Monday, 5 October 2015

Migrants

Migrants are the hot topic of the moment, so I thought I’d write about two of my ancestors who migrated from Liverpool, England to Victoria, Australia.

I am a migrant.  It took me two months to migrate from Canberra to London but that was by choice and was an excellent adventure.  I was fortunate to have a round-the-world plane ticket and comfortable accommodation booked.  I also had somewhere to stay when I arrived and a passport that would let me stay.  Many others are not so lucky.

My two ancestors also took around two months to travel between England and Australia, leaving Liverpool on 16 February 1861 and arriving in Melbourne 75 days later.  They travelled on the most technologically advanced ship that existed at the time, Brunel’s SS Great Britain.  The SS Great Britain is now a very good tourist attraction in Bristol (see photo) so it is possible to get a good idea what life was like for migrants on the ship.  I visited the ship last year and learnt a lot.

SS Great Britain, in Bristol.
 So who was on board the SS Great Britain?  My ancestor Sarah Pilling nee Holden and her daughters Betsy (also my ancestor) and Sarah, aged 6 and 3 respectively.  They were travelling to join husband and father John Pilling who was already in Australia, having departed England four years earlier, also on the SS Great Britain, probably leaving behind a pregnant wife (I don’t know Sarah Pilling’s date of birth).

The Pilling family came from Haslingden, Lancashire, not far from Manchester.  At that time, cotton mills were the main industry in the area and the Pilling and Holden families worked in the mills, mostly as weavers.  Hours would have been long and the work was hard.  Like many in that part of England, they were Baptists, non-conformists, which may have led to some discrimination and disadvantage.  So life in England was not easy for them.

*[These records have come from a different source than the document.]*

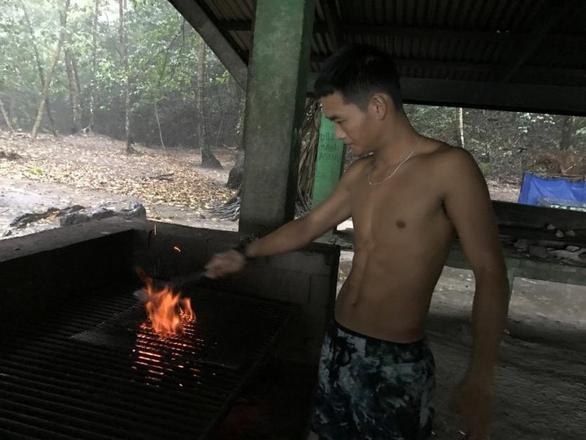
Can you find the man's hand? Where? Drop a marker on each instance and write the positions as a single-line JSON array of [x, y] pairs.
[[473, 400], [225, 263]]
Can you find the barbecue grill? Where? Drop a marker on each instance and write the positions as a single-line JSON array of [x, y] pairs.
[[78, 359]]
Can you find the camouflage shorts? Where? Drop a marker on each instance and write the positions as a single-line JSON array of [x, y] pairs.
[[370, 389]]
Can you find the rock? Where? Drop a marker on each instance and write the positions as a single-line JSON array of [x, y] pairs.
[[522, 245], [135, 210], [537, 251]]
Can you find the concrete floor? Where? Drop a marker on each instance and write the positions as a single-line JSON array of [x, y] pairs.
[[541, 388]]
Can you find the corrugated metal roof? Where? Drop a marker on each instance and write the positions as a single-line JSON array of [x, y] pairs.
[[466, 40]]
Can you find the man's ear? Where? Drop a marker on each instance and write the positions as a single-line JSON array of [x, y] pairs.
[[380, 106]]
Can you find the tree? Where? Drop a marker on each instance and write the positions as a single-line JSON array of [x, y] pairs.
[[33, 41], [49, 76], [126, 74], [567, 132], [208, 160]]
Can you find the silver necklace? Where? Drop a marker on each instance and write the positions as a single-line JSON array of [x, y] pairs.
[[371, 183]]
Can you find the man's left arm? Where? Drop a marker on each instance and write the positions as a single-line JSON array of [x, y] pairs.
[[469, 208]]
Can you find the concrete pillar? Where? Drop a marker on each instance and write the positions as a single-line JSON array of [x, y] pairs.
[[277, 79], [330, 162]]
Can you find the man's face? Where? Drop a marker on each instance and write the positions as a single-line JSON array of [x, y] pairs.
[[354, 126]]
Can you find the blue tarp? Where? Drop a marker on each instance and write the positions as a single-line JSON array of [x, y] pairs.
[[553, 192]]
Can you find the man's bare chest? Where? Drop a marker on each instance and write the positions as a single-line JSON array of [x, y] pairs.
[[402, 206]]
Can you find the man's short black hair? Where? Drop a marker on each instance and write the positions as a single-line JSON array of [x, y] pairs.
[[357, 72]]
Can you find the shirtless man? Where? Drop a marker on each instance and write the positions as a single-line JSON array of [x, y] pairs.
[[408, 196]]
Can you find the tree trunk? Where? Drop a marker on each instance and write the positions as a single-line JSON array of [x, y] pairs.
[[208, 160], [461, 127], [237, 172], [45, 91], [5, 116], [126, 85], [567, 132], [39, 66], [73, 92], [92, 122], [159, 125]]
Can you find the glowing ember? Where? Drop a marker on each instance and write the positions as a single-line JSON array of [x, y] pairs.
[[167, 311]]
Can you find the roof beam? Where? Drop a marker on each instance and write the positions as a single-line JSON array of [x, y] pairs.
[[495, 95], [333, 23], [204, 26], [411, 31], [490, 95], [550, 16], [567, 74]]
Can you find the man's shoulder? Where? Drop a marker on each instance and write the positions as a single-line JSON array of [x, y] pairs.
[[358, 168], [447, 158]]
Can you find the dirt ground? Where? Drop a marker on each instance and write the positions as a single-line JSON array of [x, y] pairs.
[[541, 387]]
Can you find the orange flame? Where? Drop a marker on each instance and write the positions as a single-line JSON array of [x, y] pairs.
[[167, 311]]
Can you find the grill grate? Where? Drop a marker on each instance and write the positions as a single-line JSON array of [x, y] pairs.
[[58, 387]]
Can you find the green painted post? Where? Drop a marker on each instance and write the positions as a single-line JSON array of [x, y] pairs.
[[277, 85], [329, 163]]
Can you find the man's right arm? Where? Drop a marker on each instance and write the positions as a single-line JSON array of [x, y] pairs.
[[295, 234]]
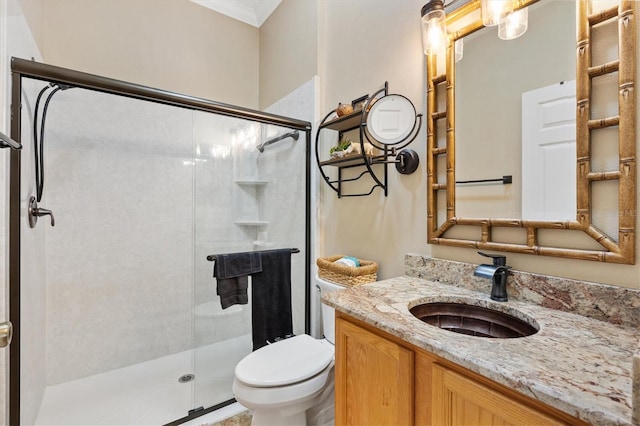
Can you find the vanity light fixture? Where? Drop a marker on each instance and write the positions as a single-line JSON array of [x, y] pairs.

John Pilling was a book keeper and had gone to the goldfields in Victoria, perhaps to seek his fortune and a better life for his family.  I assume things worked out for him as his wife and children eventually followed.  I wonder if the long delay was due to the family waiting until they felt the younger Sarah was old enough to travel.  Whatever the reason, it seems to mirror what still happens with migrants today with one family member migrating in the hope of bringing the rest of the family along later.

First class cabin
Steerage cabin
Seeing the SS Great Britain was an eye opener for me.  While the first class cabins looked reasonably comfortable although not luxurious by modern standards (see photo), life for the steerage passengers didn’t look quite so nice.  I assume that Sarah and her children travelled in steerage; there is no indication that the family were well off.  In steerage, Women and children were accommodated in cabins whereas men were more likely to have been in long dormitories (see photo).  The cabins (see photo) were tiny, with four narrow bunk beds.  Some luggage would have been stored in a trunk under the beds in the room, the rest in the hull.  It is likely that Sarah and her two daughters would have shared one bunk.  The other beds would be filled by strangers.  It is hard to imagine just how cramped and uncomfortable that would have been.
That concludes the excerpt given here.